While the San Jose Sharks are on the outside, looking in, at the 9th seed with 77 points — one below the 8th Colorado Avalanche – one may ask GM Doug Wilson, was it all worth it?
Were the rebuilding deals he made during last year’s offseason after elimination from the Western Conference finals practical?
Dany Heatley, Devin Setoguchi and Martin Havlat all went to the Minnesota Wild while the Sharks in return received Brent Burns, Martin Havlat and a second-round pick.
A point-by-point comparison shows the Sharks lose out in this deal so far, for this season. Although the second-round pick may, or may not, end up to be something valuable five years from now.
Heatley and Setoguchi have a combined 38 goals and 77 points for the Wild, though they have not turned around that team’s fortunes. Comparing numbers with those of the players San Jose received in return isn’t exactly fair, as Burns is a defenseman (a respectable 10 pals and 31 points) and injuries have kept Havlat out of all but 26 games.

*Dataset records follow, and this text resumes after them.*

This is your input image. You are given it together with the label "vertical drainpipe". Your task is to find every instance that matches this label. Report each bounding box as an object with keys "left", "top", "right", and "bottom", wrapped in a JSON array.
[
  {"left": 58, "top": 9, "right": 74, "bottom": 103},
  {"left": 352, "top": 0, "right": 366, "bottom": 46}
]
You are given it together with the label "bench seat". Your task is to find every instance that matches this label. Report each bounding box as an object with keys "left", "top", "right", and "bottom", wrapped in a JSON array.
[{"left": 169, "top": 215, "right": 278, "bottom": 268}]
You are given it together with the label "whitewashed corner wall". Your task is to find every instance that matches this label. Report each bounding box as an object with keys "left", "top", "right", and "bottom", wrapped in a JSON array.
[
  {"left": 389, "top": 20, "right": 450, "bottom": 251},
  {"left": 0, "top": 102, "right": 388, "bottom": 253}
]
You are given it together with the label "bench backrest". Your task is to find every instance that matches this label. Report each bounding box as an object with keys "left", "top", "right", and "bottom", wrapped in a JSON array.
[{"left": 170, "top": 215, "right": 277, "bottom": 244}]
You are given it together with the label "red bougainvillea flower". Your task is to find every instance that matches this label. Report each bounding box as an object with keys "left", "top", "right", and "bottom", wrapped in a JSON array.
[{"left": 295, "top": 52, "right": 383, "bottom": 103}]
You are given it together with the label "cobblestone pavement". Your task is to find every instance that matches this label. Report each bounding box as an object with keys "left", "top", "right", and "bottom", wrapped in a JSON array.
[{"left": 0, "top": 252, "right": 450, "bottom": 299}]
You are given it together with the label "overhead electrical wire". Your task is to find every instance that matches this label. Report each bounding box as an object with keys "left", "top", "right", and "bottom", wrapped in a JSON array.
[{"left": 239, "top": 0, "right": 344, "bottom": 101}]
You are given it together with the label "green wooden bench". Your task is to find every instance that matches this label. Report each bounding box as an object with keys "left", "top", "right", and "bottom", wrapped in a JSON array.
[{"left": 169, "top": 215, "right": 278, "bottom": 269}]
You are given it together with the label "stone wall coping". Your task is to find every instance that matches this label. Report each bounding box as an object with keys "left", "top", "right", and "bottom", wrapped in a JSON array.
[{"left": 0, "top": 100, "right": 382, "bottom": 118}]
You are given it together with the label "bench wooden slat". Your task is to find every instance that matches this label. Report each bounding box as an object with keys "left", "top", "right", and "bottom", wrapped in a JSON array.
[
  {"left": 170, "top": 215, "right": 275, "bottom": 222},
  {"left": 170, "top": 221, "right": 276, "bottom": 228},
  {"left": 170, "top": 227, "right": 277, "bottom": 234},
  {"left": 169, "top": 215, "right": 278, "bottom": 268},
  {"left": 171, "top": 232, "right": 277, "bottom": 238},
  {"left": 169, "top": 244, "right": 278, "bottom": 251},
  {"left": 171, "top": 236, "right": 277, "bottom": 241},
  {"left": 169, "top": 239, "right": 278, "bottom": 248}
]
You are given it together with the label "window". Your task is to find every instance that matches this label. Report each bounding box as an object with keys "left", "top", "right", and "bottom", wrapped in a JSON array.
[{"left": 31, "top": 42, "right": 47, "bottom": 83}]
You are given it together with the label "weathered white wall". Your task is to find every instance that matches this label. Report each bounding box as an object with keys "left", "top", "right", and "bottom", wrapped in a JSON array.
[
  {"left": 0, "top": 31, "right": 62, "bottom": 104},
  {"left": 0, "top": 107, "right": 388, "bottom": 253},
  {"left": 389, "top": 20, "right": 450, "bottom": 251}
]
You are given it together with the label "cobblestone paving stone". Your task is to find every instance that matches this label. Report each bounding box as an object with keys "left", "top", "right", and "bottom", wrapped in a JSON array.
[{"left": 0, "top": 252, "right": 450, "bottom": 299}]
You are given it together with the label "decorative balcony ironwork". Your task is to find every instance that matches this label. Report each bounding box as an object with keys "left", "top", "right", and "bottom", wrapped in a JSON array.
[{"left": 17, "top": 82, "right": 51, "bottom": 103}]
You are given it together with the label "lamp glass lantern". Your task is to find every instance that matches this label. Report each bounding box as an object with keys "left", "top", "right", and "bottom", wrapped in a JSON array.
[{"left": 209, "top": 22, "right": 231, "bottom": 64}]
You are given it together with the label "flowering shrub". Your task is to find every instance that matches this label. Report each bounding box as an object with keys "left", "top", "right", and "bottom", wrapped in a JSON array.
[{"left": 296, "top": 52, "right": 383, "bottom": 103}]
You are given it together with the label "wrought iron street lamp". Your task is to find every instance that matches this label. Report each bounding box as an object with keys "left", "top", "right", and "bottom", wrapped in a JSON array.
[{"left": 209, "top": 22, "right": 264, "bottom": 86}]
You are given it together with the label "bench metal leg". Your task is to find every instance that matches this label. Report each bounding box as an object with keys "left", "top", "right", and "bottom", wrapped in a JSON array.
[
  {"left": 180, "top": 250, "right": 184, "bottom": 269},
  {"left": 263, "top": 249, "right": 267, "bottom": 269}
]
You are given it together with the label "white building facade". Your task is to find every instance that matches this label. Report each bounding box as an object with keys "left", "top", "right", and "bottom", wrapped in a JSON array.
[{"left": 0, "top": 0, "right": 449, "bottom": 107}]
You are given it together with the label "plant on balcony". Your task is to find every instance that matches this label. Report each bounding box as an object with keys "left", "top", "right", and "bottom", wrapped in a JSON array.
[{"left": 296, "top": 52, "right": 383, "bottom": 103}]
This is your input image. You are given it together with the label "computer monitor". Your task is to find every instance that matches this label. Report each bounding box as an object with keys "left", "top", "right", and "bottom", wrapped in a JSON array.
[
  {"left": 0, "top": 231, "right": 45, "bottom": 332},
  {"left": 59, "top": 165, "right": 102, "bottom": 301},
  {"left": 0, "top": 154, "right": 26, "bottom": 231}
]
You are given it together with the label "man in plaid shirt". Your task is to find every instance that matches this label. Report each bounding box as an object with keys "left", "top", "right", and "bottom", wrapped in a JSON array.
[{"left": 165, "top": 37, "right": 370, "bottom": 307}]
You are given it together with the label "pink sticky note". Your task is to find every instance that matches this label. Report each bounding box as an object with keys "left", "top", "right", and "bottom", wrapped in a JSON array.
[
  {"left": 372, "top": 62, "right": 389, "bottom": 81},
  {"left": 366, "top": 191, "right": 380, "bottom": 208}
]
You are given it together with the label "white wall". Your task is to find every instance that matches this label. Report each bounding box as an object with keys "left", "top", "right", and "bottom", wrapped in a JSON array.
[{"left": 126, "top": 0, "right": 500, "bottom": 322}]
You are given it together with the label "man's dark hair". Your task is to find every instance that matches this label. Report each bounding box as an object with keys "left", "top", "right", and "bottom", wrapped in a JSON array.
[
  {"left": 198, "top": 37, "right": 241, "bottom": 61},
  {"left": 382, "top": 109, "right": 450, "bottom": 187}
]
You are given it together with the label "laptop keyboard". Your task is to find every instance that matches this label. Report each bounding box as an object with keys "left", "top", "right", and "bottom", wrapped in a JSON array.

Even while playing, Havlat was inconsistent, getting eight points in the first eight games but adding only seven more over the next 18. Still, with him in the lineup the Sharks are 16-7-3.
However, it’s the low-key guys not kept that may be hurting the Sharks’ chances.
Ian White, a right winger, was shipped to Detroit this season, and has 7 points and 23 assists in 65 games. With the Sharks, he had two goals and eight assists in 23 games.
Kyel Wellwood, a Shark last season and a Jet this year, has 15 goals and 25 assists in 67 games. He’s on pace to beat a career-best 45-point season he had with the Toronto Maple Leafs in 2005-06.
A lot of these players didn’t fit Wilson’s model for a playoff team. But, if the Jets are having success as Wellwood a piece of a puzzle that wasn’t expected to be built for a playoff run, maybe it’s the gritty third-liners that bring more value with lower expectations.
Perhaps, things wouldn’t be much different with Heatley and Setoguchi, and an injury-prone Havlat was to be expected, but perhaps blowing up a team that was simply outplayed one series away from the Stanley Cup Finals wasn’t the best move.
The Sharks will need to make a considerable challenging run of 10-5 to remain competitive for a spot in the playoffs.